Horas más tarde, en el taller que conducía, una persona se presentó indicando que venía de una ciudad extremadamente cálida y que se estaba tratando de acostumbrar al frío. Los demás participantes rieron. “Pero si no hace frío; espérate y vas a ver”. Un leve temor asomó por sus ojos.
Si esto nos pasa con la lluvia o con el frío, ¿no ocurrirá también con todo aquello que pensamos, percibimos y sentimos? En tanto seres irremediablemente subjetivos, estamos destinados a conocer una sola intensidad para cada evento: La nuestra.
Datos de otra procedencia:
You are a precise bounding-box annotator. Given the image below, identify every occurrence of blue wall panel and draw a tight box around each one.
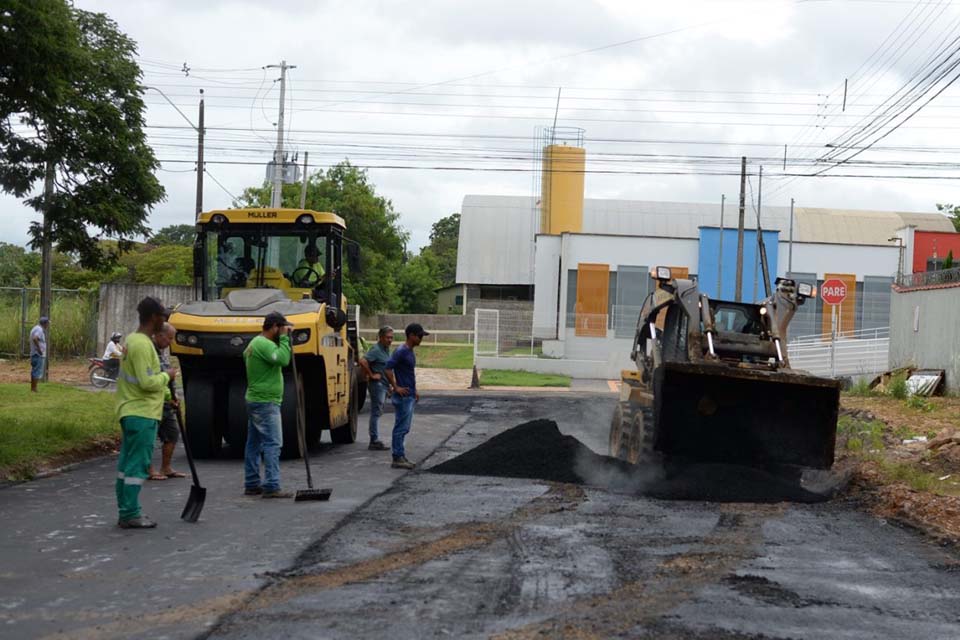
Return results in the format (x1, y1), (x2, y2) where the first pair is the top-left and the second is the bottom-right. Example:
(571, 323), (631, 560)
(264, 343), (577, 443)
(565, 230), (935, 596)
(697, 227), (780, 302)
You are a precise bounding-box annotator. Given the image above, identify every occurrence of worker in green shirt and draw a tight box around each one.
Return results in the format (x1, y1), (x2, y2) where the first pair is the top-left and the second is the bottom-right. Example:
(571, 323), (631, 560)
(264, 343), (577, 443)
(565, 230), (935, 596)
(243, 312), (293, 498)
(116, 296), (177, 529)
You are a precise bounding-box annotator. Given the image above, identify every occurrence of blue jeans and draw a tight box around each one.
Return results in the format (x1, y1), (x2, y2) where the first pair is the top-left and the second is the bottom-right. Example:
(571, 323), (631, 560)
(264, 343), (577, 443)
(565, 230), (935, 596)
(243, 402), (283, 491)
(30, 353), (43, 380)
(392, 396), (416, 459)
(369, 374), (387, 442)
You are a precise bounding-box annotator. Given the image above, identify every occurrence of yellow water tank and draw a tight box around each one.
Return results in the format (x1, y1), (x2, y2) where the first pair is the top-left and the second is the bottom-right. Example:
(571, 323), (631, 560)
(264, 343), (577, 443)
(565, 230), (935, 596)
(540, 144), (586, 235)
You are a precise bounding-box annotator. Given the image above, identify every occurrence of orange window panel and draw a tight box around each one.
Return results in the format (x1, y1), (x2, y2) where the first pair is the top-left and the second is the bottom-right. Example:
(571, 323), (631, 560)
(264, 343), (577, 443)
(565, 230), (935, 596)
(574, 262), (610, 338)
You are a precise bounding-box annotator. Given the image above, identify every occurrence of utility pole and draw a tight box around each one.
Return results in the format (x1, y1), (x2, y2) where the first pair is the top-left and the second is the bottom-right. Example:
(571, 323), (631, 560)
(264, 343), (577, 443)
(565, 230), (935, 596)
(717, 193), (727, 299)
(39, 160), (56, 382)
(734, 156), (747, 302)
(267, 60), (297, 209)
(197, 89), (204, 218)
(753, 165), (770, 301)
(787, 198), (793, 278)
(300, 151), (310, 209)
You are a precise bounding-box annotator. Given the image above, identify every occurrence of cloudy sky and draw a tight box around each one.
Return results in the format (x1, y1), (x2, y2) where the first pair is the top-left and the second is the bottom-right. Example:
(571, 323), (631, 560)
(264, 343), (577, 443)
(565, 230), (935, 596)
(0, 0), (960, 249)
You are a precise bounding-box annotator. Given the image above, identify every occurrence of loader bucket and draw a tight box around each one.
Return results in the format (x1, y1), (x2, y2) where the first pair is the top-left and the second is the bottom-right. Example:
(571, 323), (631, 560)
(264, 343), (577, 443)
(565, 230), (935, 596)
(653, 363), (840, 469)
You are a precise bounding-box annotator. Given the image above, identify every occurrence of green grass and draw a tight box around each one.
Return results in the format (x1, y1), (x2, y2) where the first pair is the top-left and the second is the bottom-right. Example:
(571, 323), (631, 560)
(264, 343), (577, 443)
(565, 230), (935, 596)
(837, 416), (885, 453)
(0, 291), (97, 357)
(480, 369), (570, 387)
(0, 384), (119, 480)
(887, 374), (910, 400)
(416, 345), (473, 369)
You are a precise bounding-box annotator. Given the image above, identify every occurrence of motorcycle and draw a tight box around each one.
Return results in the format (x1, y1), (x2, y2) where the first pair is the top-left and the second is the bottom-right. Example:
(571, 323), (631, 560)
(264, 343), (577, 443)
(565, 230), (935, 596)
(87, 358), (120, 389)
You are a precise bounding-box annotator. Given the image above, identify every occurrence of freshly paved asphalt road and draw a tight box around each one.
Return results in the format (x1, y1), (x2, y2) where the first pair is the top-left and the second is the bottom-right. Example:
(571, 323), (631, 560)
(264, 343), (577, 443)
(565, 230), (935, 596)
(0, 392), (960, 640)
(0, 397), (492, 638)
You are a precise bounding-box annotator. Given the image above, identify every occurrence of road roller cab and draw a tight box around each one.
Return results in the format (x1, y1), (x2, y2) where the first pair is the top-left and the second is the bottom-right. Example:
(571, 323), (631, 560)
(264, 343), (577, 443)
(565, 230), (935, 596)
(170, 209), (365, 457)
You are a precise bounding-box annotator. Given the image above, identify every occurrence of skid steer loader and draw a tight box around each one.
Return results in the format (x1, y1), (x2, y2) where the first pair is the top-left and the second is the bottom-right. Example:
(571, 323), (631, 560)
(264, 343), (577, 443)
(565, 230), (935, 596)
(610, 267), (841, 469)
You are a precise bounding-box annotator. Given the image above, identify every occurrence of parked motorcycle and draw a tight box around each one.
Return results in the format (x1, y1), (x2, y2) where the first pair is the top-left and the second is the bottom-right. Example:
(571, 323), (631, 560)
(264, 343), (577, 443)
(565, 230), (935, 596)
(87, 358), (120, 389)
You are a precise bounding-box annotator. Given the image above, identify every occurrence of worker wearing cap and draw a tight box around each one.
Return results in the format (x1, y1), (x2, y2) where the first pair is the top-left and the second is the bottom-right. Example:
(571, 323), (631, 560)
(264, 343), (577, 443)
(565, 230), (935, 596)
(294, 244), (325, 287)
(383, 322), (430, 469)
(243, 311), (293, 498)
(116, 296), (177, 529)
(30, 316), (50, 392)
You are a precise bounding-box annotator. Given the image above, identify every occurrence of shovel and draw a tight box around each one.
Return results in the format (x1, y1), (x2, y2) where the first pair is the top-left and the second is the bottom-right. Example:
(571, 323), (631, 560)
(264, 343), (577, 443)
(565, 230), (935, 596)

Esta simple afirmación permitiría comprender por qué un toque de picante podría resultar imperceptible para algunos, mientras otros catalogarían el plato como incomible. Por qué una película intensa para nosotros podría parecer irremediablemente lenta para otros. Por qué el dolor inmanejable de algunos puede ser ridículo para los demás. Por qué alzar levemente la voz es un grito descarado y grosero para quien recibió esas palabras. Pero, ¿quiénes somos nosotros para cuestionar la intensidad que siente ese otro frente a nosotros? ¿Con qué derecho lo corregimos, lo criticamos, lo convertimos en objeto de nuestras burlas?
Sigue lloviendo. Y desde esta perspectiva, asumiendo que la intensidad es una cualidad única y por tanto intransferible, se nos presentan preguntas aún más complejas: ¿Cómo preguntarle a alguien cuánto se preocupa por nosotros? ¿Cuánto nos quiere? ¿Cuánto nos extraña? ¿Cuánto nos ama? En todo caso, ¿qué respuestas esperamos al respecto? ¿Cuál sería la respuesta satisfactoria? ¿“Lo mismo que tú”?

Pensemos entonces, si ante la pregunta de esa persona única, sobre cuánto amor sentimos por ella, es mejor esforzarnos por ser creativos y tratar de acertar con la respuesta esperada, o si, simplemente, valdría la pena tomar su mano y cerrarle los labios con un beso, que no acabe sino hasta que haya desterrado para siempre la pregunta.